The Securities and Exchange Commission has charged California-based investment adviser Mark J. Boucher and his company Strategic Wealth Advisor Group Services Inc. with misappropriating more than $2.2 million from advisory clients.

According to the SEC’s complaint, from 2010 to 2020, Boucher allegedly made unauthorized transfers from client accounts to his own accounts, used client funds to pay his credit card bills, and forged a client’s signature on checks. The SEC claims that Boucher used a significant portion of the misappropriated funds to pay for extravagant personal expenses, including vacations and travel.

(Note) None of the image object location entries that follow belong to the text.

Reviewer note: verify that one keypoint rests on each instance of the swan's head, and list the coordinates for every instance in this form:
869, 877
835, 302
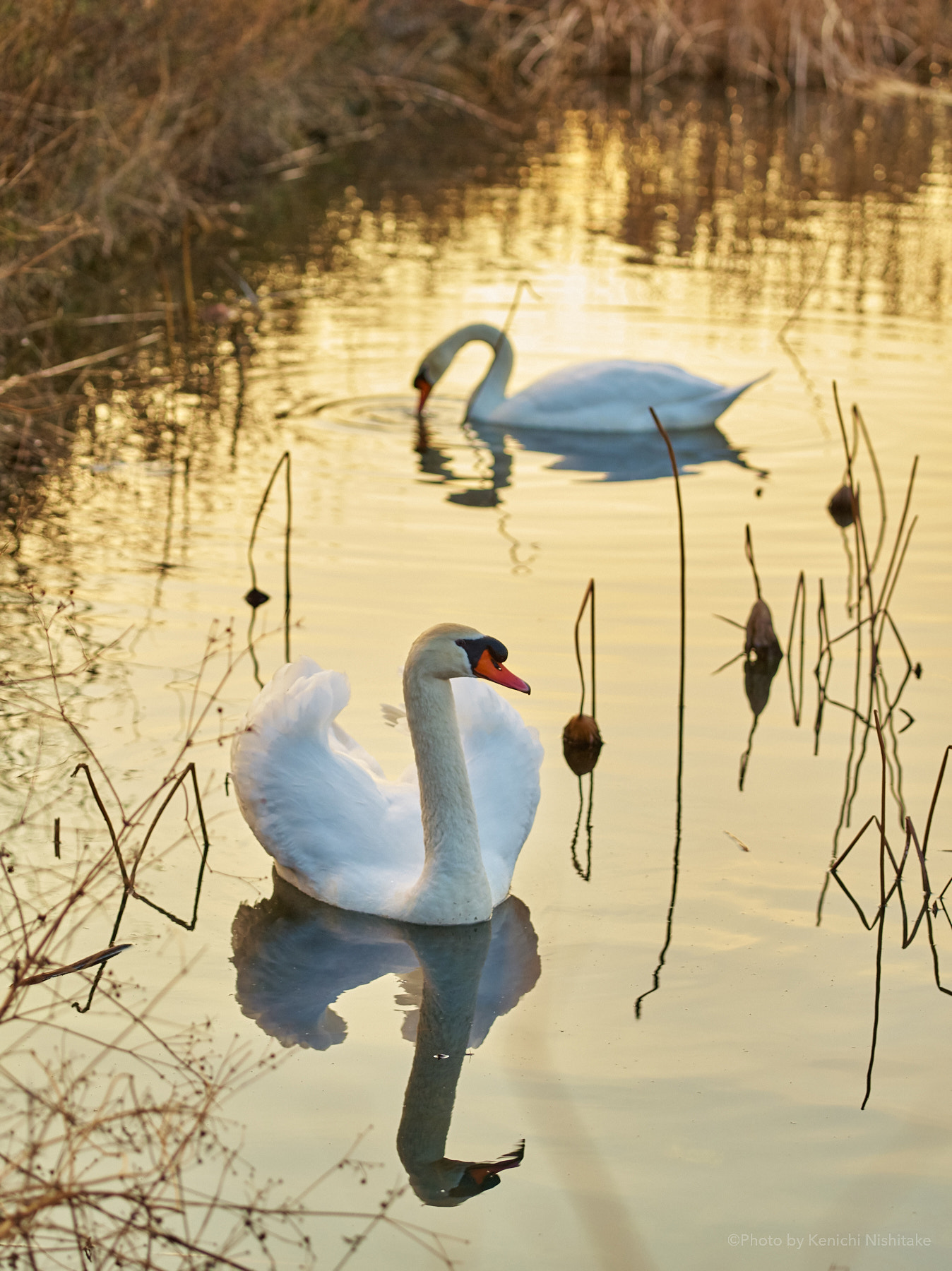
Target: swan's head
453, 652
432, 369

According to his BrokerCheck profile, Boucher spent two years at SCF Investment Advisors before he was terminated in May 2019. The firm stated in the notes section of his profile that the “advisor admitted to misappropriating customer funds to pay various credit card companies, and the customer has been made whole.” Before that, he spent less than one year with Northwest Asset Management, and from 2000 to 2016, he was affiliated with broker-dealer Raymond James Financial Services.

In one instance, Boucher allegedly sold securities and wired $60,000 of the proceeds from a client’s advisory account to a car dealership to purchase a Chevrolet Camaro. To authorize the wire transfer, he purportedly impersonated the client on a telephone call with a representative of a brokerage firm. A year and a half later, he sold the Camaro back to the same client for $52,000.

In another alleged scheme, Boucher stole $1.5 million over the course of one year from the trust of an elderly client. During an SEC investigation, he allegedly forged a letter from her to convince SEC enforcement staff that she had gifted him the $1.5 million a few days before she died.

The SEC’s complaint, filed in the United States District Court for the Southern District of California, seeks permanent injunctions, disgorgement plus prejudgment interest, and civil penalties.